Gordon will also offer a free masterclass for brass players Saturday, Nov. 15. Interested brass players high school age and older can obtain more information on scheduling and registration for the masterclass by emailing music@scranton.edu or calling 570-941-7624.

An award-winning trombonist, composer, conductor, arranger and educator, Gordon has been a part of The University of Scranton community since his first visit in 1996, and since visited regularly to perform and teach.

He received an honorary degree from the university in 2006, offering the commencement address using his “real voice” – his trombone. He composed and premiered three major works through the university’s World Premiere Composition Series, and was a featured participant when the university hosted the 23rd annual conference of the Lilly Fellows Program in Humanities and the Arts in 2013.

Gordon performed in venues throughout the world and recorded with many of the world’s greatest musicians.
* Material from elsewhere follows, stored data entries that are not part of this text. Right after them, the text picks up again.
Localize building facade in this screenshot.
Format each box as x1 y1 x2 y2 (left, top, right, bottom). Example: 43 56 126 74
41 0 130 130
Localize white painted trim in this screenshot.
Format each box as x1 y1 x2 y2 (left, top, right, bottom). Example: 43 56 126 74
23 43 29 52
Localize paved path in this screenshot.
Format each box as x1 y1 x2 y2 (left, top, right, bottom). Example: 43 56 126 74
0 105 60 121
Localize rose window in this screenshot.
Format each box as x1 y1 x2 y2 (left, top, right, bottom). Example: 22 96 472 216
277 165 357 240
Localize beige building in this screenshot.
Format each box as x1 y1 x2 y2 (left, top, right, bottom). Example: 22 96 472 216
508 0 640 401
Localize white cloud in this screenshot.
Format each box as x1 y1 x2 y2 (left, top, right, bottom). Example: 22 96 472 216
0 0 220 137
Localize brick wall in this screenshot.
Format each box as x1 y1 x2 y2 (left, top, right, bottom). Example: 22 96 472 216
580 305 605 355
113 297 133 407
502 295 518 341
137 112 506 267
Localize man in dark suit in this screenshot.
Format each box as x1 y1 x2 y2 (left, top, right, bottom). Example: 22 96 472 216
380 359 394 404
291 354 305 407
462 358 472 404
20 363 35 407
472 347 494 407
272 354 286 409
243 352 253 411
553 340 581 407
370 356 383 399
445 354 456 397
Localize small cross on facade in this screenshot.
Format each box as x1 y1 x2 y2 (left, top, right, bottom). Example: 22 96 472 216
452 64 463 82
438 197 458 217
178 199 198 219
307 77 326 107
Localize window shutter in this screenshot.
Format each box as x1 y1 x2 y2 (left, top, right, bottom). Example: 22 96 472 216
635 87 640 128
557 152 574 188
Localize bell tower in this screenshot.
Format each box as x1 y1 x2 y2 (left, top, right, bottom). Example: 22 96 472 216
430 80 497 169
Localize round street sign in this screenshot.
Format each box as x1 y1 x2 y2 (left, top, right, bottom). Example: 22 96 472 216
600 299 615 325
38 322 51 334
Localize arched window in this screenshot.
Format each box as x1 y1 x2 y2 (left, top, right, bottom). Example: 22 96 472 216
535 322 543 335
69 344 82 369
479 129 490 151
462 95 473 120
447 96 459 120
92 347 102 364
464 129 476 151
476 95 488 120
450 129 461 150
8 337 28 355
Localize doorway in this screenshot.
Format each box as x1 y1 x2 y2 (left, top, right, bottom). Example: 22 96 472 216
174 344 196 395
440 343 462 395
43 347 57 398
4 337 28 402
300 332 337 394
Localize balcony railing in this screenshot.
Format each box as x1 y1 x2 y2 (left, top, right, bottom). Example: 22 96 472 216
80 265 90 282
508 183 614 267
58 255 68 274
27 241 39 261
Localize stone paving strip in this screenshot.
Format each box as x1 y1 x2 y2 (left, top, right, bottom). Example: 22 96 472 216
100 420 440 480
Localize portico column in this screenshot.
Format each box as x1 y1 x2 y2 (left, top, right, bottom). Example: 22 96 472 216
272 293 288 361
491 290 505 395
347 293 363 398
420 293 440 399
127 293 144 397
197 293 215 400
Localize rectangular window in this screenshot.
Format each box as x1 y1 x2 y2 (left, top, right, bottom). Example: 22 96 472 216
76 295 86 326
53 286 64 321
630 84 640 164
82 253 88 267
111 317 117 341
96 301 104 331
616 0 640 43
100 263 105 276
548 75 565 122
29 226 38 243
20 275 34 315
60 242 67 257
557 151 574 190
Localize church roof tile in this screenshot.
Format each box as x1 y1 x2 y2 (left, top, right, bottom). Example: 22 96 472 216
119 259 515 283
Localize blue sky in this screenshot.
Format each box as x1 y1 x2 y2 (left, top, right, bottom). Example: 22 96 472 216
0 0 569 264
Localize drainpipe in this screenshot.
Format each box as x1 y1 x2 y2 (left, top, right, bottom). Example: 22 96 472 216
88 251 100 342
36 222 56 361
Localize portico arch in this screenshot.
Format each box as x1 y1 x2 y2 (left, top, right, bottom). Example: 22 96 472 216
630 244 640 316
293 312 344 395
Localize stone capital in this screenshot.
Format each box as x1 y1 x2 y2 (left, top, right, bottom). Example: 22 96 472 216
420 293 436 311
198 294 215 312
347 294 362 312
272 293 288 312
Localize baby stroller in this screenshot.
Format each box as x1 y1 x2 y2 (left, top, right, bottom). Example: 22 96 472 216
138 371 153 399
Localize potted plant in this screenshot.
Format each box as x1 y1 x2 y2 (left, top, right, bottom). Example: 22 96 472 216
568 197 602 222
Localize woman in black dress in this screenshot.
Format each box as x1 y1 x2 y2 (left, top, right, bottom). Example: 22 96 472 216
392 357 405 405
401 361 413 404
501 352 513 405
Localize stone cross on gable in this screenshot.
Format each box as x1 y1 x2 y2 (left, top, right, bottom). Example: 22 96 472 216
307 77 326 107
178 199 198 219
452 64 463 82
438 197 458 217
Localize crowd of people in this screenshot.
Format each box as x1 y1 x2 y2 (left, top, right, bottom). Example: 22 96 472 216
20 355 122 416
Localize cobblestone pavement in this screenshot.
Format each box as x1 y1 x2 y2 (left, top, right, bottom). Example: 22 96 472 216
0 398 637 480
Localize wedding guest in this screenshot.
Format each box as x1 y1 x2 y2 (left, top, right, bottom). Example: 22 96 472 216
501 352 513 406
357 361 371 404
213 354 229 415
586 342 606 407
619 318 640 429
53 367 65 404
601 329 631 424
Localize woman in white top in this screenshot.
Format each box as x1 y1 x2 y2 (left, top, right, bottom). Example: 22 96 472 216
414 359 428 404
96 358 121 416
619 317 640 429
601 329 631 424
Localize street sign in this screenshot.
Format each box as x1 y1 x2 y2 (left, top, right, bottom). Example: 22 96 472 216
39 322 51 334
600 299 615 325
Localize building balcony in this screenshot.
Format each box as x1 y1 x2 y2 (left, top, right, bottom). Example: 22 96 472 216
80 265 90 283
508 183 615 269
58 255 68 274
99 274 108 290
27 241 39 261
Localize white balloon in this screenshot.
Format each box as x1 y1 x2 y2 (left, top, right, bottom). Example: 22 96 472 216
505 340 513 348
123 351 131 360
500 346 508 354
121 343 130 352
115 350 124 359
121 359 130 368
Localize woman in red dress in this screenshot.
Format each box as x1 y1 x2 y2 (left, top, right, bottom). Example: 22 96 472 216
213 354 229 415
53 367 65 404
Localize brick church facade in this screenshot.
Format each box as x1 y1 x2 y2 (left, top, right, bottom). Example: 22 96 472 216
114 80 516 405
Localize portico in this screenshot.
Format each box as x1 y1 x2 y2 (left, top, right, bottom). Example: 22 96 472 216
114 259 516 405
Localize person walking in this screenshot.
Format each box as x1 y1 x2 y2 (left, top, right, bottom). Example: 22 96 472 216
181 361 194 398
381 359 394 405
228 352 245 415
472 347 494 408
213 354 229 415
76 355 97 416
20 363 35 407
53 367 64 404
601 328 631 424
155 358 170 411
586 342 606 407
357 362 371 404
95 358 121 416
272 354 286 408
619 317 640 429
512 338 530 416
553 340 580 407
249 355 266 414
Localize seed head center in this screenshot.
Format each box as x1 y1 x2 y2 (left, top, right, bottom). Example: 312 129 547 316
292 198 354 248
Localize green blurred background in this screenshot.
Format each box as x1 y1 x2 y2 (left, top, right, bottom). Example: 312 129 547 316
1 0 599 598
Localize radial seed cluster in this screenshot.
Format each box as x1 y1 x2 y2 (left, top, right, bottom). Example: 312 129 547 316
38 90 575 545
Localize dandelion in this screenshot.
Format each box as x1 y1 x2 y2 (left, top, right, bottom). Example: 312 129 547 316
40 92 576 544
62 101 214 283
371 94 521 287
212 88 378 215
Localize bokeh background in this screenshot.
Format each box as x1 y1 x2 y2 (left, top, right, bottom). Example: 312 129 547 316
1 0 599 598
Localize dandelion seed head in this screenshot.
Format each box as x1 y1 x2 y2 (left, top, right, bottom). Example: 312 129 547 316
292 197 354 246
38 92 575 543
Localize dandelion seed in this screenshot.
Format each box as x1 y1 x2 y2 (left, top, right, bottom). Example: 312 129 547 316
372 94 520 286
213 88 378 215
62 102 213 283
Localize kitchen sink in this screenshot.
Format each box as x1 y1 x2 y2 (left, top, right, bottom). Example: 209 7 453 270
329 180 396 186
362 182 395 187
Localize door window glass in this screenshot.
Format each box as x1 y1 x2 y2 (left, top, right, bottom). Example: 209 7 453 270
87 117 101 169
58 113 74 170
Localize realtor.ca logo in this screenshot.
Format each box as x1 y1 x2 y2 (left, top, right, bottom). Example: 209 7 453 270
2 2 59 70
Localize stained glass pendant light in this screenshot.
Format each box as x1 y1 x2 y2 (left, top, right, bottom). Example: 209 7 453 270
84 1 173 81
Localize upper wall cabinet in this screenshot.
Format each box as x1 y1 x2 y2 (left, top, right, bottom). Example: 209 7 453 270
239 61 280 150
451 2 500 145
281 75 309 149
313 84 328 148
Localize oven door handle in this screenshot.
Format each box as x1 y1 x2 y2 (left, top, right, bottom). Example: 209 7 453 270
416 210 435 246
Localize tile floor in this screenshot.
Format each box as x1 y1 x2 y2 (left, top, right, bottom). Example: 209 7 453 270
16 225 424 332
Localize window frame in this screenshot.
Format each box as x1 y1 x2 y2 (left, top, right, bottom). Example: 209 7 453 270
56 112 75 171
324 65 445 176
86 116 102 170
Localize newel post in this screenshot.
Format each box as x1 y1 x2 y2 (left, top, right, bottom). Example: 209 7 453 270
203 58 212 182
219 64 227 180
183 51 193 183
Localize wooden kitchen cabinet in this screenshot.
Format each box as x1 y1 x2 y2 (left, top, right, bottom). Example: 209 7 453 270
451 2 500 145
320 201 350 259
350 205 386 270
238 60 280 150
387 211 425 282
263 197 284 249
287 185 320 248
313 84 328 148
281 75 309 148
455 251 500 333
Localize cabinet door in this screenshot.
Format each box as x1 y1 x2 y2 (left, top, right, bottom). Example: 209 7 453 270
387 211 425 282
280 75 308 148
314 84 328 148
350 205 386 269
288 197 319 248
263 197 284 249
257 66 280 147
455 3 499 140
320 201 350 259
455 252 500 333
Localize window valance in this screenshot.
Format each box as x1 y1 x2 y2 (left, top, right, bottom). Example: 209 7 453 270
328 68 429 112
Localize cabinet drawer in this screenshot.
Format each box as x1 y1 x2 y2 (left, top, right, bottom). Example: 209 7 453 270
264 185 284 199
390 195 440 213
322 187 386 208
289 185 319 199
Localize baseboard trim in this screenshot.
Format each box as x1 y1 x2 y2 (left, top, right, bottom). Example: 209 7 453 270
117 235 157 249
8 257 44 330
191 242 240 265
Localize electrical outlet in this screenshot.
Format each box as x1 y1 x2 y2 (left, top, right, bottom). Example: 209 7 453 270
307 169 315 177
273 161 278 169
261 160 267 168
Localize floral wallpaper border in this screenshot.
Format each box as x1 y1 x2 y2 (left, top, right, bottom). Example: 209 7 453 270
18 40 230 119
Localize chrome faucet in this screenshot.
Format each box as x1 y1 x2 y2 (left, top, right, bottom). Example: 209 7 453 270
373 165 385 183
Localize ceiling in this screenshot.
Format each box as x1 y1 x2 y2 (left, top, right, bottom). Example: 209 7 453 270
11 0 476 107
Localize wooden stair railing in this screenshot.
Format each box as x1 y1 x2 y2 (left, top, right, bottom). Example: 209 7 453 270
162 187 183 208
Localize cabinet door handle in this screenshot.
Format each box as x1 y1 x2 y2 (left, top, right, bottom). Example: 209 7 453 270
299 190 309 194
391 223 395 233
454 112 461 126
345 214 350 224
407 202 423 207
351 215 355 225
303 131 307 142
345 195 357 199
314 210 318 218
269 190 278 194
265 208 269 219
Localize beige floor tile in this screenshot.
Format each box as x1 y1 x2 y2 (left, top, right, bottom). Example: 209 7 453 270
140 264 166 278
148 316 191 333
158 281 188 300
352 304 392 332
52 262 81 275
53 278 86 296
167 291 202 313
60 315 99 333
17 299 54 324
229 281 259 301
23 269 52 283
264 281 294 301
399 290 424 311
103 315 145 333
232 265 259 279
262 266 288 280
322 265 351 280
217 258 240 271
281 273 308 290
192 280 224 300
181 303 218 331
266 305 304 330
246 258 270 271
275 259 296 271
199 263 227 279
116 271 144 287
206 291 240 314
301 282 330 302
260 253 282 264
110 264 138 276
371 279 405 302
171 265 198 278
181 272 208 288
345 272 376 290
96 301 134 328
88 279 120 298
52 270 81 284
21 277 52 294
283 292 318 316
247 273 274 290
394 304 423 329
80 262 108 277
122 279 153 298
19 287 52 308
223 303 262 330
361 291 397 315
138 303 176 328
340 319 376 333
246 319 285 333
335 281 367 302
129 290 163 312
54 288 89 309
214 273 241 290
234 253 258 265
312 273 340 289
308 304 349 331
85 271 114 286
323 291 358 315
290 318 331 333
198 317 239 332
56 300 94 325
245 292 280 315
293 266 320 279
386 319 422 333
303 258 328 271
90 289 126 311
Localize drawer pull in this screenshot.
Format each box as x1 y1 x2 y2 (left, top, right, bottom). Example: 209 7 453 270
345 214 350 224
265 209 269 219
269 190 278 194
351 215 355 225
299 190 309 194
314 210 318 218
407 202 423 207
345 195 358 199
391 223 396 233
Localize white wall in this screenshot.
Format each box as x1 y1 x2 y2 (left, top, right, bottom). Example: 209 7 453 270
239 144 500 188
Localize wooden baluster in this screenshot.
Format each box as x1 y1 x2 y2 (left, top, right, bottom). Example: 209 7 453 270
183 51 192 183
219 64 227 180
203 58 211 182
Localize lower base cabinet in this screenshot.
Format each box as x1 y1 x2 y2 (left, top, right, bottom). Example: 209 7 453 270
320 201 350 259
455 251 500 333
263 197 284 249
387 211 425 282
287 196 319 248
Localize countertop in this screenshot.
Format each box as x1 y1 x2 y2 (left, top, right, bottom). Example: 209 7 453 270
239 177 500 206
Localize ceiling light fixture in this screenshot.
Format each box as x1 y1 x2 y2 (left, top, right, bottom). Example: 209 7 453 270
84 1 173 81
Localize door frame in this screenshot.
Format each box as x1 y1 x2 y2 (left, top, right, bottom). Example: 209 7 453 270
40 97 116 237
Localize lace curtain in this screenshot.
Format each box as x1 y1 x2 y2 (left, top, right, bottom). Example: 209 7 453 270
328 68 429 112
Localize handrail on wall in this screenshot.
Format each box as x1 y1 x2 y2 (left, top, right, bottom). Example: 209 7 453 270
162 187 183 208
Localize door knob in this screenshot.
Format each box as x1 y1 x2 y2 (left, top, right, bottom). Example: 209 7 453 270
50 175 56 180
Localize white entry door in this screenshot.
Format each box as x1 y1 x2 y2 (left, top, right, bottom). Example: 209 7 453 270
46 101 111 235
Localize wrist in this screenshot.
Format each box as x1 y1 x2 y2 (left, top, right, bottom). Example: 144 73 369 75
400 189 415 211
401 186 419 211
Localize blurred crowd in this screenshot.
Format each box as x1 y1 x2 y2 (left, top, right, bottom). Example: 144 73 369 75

He recorded 19 solo CDs as well as a prodigious number of recordings as a co-leader and sideman, and received the Jazz Journalists’ Association Award for Trombonist of the Year nine times since 2001, as well as the Jazz Journalists Association and Downbeat Critics’ Choice Awards for Best Trombone.

The University of Scranton Concert Band is an 80-plus member ensemble made up of University student musicians from majors spanning the curriculum. They perform four or more concerts each year. The majority of their performances are open to the public, free of admission charge, and often feature a nationally or internationally renowned guest soloist.